I've tried to do the following:
df %>%
arrange(CSN_id, First_day) %>%
mutate(First_day = ymd(First_day),
Last_day = ymd(Last_day),
start = ymd("1970-01-01"),
end = ymd("1970-01-01")) %>%
group_by(CSN_id) %>%
rowwise() %>%
mutate(test = if_else(row_number() == 1, interval(First_day, Last_day), interval(lag(start), lag(end))),
start = if_else(row_number() == 1, First_day,
if_else(First_day <= lag(end), lag(First_day), First_day)),
end = if_else(row_number() == 1, Last_day,
if_else(Last_day %within% lag(test) == TRUE, lag(end), Last_day)))

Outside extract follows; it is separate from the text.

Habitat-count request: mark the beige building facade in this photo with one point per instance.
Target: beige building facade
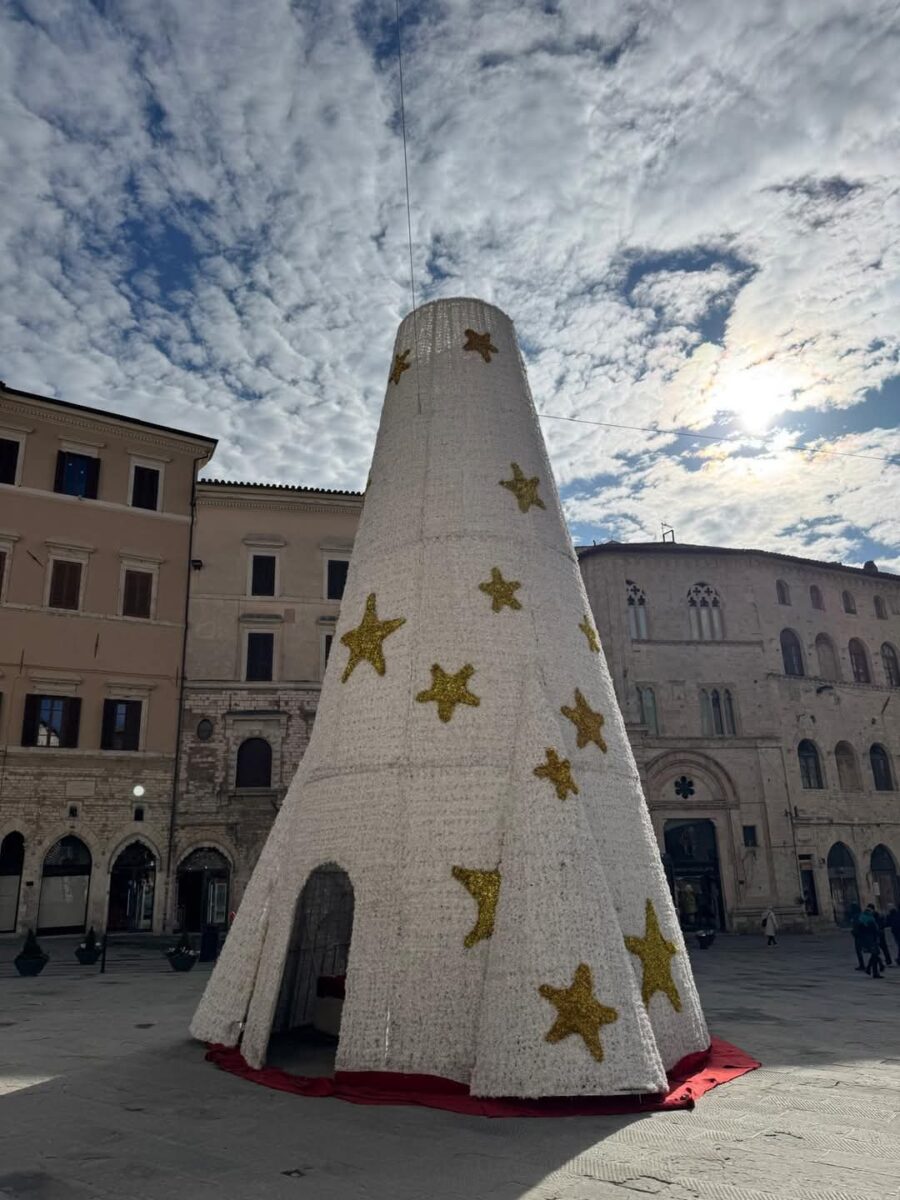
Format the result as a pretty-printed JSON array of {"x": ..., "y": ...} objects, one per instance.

However, I don't think the lag function is working as intended, and it always returns Last_day for some reason. I tried getting rid of rowwise, but then the intervals get messed up (persistently stuck in 1970s).

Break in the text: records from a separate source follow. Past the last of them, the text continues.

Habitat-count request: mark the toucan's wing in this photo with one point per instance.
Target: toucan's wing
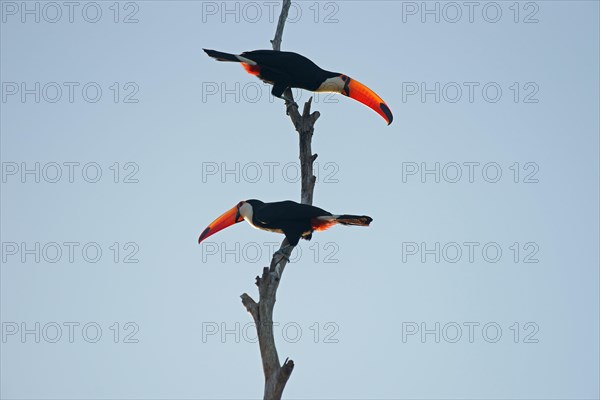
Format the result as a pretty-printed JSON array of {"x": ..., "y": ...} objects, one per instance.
[{"x": 271, "y": 213}]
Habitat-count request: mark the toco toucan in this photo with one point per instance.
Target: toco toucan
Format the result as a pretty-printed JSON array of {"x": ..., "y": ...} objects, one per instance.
[{"x": 284, "y": 69}]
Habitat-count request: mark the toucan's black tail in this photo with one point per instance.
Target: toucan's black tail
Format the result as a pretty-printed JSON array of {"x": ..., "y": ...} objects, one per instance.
[
  {"x": 360, "y": 220},
  {"x": 220, "y": 56}
]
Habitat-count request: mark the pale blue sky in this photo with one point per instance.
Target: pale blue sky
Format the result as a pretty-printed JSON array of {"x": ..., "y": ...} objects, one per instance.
[{"x": 361, "y": 290}]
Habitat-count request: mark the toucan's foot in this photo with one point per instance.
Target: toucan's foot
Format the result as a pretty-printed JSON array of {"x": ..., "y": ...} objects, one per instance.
[
  {"x": 282, "y": 256},
  {"x": 288, "y": 105}
]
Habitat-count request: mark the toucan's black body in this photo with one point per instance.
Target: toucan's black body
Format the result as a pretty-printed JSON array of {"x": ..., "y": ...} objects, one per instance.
[
  {"x": 292, "y": 219},
  {"x": 285, "y": 69},
  {"x": 282, "y": 69},
  {"x": 297, "y": 220}
]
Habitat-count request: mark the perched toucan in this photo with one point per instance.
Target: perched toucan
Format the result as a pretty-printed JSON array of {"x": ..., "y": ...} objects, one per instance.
[
  {"x": 293, "y": 219},
  {"x": 284, "y": 69}
]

The output I'm getting is:
structure(list(CSN_id = c(1L, 1L, 1L, 1L, 1L, 1L, 2L, 3L, 3L,
3L, 3L, 3L, 3L, 3L, 4L, 4L, 4L, 4L, 4L, 4L, 4L), First_day = structure(c(17534,
17534, 17535, 17535, 17536, 17546, 17548, 17548, 17548, 17549,
17549, 17559, 17559, 17566, 17562, 17572, 17584, 17592, 17602,
17610, 17616), class = "Date"), Last_day = structure(c(17542,
17536, 17541, 17541, 17542, 17553, 17550, 17560, 17549, 17560,
17566, 17560, 17565, 17566, 17572, 17579, 17589, 17602, 17613,
17617, 17617), class = "Date"), start = structure(c(17534, 17534,
17535, 17535, 17536, 17546, 17548, 17548, 17548, 17549, 17549,
17559, 17559, 17566, 17562, 17572, 17584, 17592, 17602, 17610,
17616), class = "Date"), end = structure(c(17542, 17536, 17541,
17541, 17542, 17553, 17550, 17560, 17549, 17560, 17566, 17560,
17565, 17566, 17572, 17579, 17589, 17602, 17613, 17617, 17617
), class = "Date"), test = new("Interval", .Data = c(691200,
172800, 518400, 518400, 518400, 604800, 172800, 1036800, 86400,
950400, 1468800, 86400, 518400, 0, 864000, 604800, 432000, 864000,
950400, 604800, 86400), start = structure(c(1514937600, 1514937600,
1515024000, 1515024000, 1515110400, 1515974400, 1516147200, 1516147200,
1516147200, 1516233600, 1516233600, 1517097600, 1517097600, 1517702400,
1517356800, 1518220800, 1519257600, 1519948800, 1520812800, 1521504000,
1522022400), class = c("POSIXct", "POSIXt"), tzone = "UTC"),
tzone = "UTC")), class = c("rowwise_df", "tbl_df", "tbl",
"data.frame"), row.names = c(NA, -21L), groups = structure(list(
CSN_id = c(1L, 1L, 1L, 1L, 1L, 1L, 2L, 3L, 3L, 3L, 3L, 3L,
3L, 3L, 4L, 4L, 4L, 4L, 4L, 4L, 4L), .rows = structure(list(
1L, 2L, 3L, 4L, 5L, 6L, 7L, 8L, 9L, 10L, 11L, 12L, 13L,
14L, 15L, 16L, 17L, 18L, 19L, 20L, 21L), ptype = integer(0), class = c("vctrs_list_of",
"vctrs_vctr", "list"))), row.names = c(NA, -21L), class = c("tbl_df",
"tbl", "data.frame")))
Is there something obvious I'm missing? Any help would be much appreciated!